We meet a surprising number of CHCs who choose to not seek any reimbursement from Medicare because to them it is too complicated. To us at PMG, that is nuts. Don’t get me wrong, the G codes and the new encounter rate upped the ante in terms of your revenue cycle team needing an expanded knowledge base. These new statutes are neither easy to understand nor implement. We don’t expect a CEO or CFO to know the answers but you better have a pretty savvy bunch to work you through this. And, if in-house expertise is less than stellar, don’t be too proud to ask for assistance from an outside firm. The last thing your CHC needs is OIG investigation of abusive coding practices or false claims filing… all stemming from incompetence (or ignorance) and confusion.

What to do?

So, some quick suggestions:

  1. Design a process for annual review and setting of charges including SFDS. HRSA says you have to and it is just good business with fiduciary accountability at the core.
  2. Move to a flat rate sliding fee. It is easier to explain internally and for patients while simultaneously removing dependence on provider coding.
  3. Monitor coding patterns by your providers. You must hold them accountable around documentation and corresponding coding to assure what they document/code demonstrates the acuity/complexity of rendered services. This will help with Medicare changes AND elevate your game as risk adjusted compensation moves in.
  4. Create a methodology for determining pricing for G codes. This is not going away so whether you simply add up all Medicare charges and divide it by total visits (and decide whether to include “carve out” services that go to Part B via ANSI 837P)… create a process and follow it.
  5. Assign a C level person to be accountable. Normally this is the CFO but we have met many CEOs who feel this is so important; they want to be in the know. Don’t be caught off guard. Create a chain of command, a timeline for creation, and subsequent checks and balances. Follow it through with diligence.

I regularly raise a glass to toast to the complexities of health care. It’s how I’ve made a living the past 20+years. It is a crazy, ever-changing environment and (oddly) I love it.  The aforementioned changes, if embraced and faced head-on, will put your CHC in a markedly improved position. Getting charges “right,” creating a SFDS that is uniformly and equitably applied to benefit all patients, and holding your providers accountable around optimal coding… these make your CHC more fiscally sound… an elevated performer.

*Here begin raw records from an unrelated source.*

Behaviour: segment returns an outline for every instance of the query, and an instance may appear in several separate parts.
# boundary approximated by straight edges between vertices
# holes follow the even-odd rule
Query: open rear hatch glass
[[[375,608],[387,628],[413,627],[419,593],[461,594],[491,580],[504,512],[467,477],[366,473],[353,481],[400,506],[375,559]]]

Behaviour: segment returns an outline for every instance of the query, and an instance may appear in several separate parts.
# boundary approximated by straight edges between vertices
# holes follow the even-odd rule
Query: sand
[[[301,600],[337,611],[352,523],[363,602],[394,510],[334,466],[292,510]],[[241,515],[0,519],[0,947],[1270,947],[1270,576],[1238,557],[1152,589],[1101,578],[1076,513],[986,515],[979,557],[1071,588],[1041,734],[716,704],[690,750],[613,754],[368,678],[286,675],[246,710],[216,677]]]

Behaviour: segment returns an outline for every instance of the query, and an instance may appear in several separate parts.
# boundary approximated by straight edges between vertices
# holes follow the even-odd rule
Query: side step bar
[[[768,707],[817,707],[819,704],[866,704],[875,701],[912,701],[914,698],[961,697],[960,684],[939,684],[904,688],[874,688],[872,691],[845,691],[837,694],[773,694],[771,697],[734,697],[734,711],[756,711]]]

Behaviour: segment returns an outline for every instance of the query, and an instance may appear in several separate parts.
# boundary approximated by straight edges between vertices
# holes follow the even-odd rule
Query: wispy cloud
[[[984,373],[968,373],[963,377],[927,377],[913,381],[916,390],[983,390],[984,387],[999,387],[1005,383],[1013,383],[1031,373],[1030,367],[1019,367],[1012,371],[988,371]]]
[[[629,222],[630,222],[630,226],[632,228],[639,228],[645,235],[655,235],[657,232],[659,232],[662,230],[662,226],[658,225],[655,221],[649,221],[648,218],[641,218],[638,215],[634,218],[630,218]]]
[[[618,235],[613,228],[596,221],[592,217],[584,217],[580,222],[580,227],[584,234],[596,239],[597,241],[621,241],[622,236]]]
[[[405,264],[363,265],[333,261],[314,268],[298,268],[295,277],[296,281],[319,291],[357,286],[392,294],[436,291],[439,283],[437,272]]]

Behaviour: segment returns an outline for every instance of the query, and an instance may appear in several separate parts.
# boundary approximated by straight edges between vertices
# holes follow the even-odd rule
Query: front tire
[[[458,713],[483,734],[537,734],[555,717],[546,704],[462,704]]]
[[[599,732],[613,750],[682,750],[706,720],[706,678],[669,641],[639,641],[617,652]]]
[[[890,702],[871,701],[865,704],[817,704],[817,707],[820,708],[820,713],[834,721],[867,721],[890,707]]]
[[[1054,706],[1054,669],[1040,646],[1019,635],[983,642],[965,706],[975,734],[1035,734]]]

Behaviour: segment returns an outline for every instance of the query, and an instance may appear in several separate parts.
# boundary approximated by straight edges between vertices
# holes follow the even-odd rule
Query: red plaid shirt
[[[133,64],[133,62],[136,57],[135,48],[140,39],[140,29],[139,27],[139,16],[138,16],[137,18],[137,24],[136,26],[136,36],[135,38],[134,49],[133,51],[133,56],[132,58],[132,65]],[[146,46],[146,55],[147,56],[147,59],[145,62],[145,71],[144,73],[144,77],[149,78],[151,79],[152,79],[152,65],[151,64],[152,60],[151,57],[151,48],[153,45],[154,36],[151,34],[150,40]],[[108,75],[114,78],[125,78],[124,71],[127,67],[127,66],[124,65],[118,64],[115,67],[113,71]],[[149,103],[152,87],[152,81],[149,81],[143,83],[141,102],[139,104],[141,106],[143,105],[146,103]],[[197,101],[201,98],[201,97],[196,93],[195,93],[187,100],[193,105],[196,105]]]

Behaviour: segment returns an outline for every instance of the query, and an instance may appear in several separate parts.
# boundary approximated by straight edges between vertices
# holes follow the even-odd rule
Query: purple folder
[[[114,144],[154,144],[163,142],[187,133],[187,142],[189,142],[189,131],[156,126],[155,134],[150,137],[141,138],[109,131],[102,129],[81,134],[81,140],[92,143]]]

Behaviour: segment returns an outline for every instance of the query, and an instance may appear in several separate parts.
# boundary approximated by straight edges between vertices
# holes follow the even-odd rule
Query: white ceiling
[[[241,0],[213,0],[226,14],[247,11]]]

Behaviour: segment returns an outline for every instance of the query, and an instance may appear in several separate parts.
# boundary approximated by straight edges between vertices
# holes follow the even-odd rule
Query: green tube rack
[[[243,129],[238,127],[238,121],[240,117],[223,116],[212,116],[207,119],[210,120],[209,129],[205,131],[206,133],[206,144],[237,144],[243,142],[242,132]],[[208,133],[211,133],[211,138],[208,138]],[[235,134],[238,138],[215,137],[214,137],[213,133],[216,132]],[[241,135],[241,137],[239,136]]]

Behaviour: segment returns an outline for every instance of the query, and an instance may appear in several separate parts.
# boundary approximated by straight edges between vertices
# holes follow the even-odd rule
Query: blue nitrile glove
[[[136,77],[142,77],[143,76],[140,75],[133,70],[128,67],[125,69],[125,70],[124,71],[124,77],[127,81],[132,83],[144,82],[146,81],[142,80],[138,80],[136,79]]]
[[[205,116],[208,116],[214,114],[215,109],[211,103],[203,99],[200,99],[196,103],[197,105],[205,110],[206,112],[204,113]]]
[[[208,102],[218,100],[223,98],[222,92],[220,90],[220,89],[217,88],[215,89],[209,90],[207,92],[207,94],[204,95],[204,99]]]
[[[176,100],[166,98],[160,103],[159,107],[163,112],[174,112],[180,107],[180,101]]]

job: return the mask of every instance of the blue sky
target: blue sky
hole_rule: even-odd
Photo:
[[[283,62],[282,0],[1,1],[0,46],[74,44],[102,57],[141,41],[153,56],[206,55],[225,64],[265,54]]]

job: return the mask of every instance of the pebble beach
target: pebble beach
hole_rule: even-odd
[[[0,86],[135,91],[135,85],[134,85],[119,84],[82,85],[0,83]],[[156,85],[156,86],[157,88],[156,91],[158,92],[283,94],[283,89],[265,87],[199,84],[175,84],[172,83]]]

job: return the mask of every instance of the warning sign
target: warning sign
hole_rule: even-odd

I like to play golf and as I hit an errant shot (thankfully with less regularity), I remind myself of that old saying, “If golf were easy, nobody would play.” If CHC revenue cycle were easy, we would all have different careers because perhaps we would not be needed. The fact is, healthcare coding, billing, and reimbursement is complex, morphing, and a domain where only the hearty survive. It ain’t easy, so play hard. And win.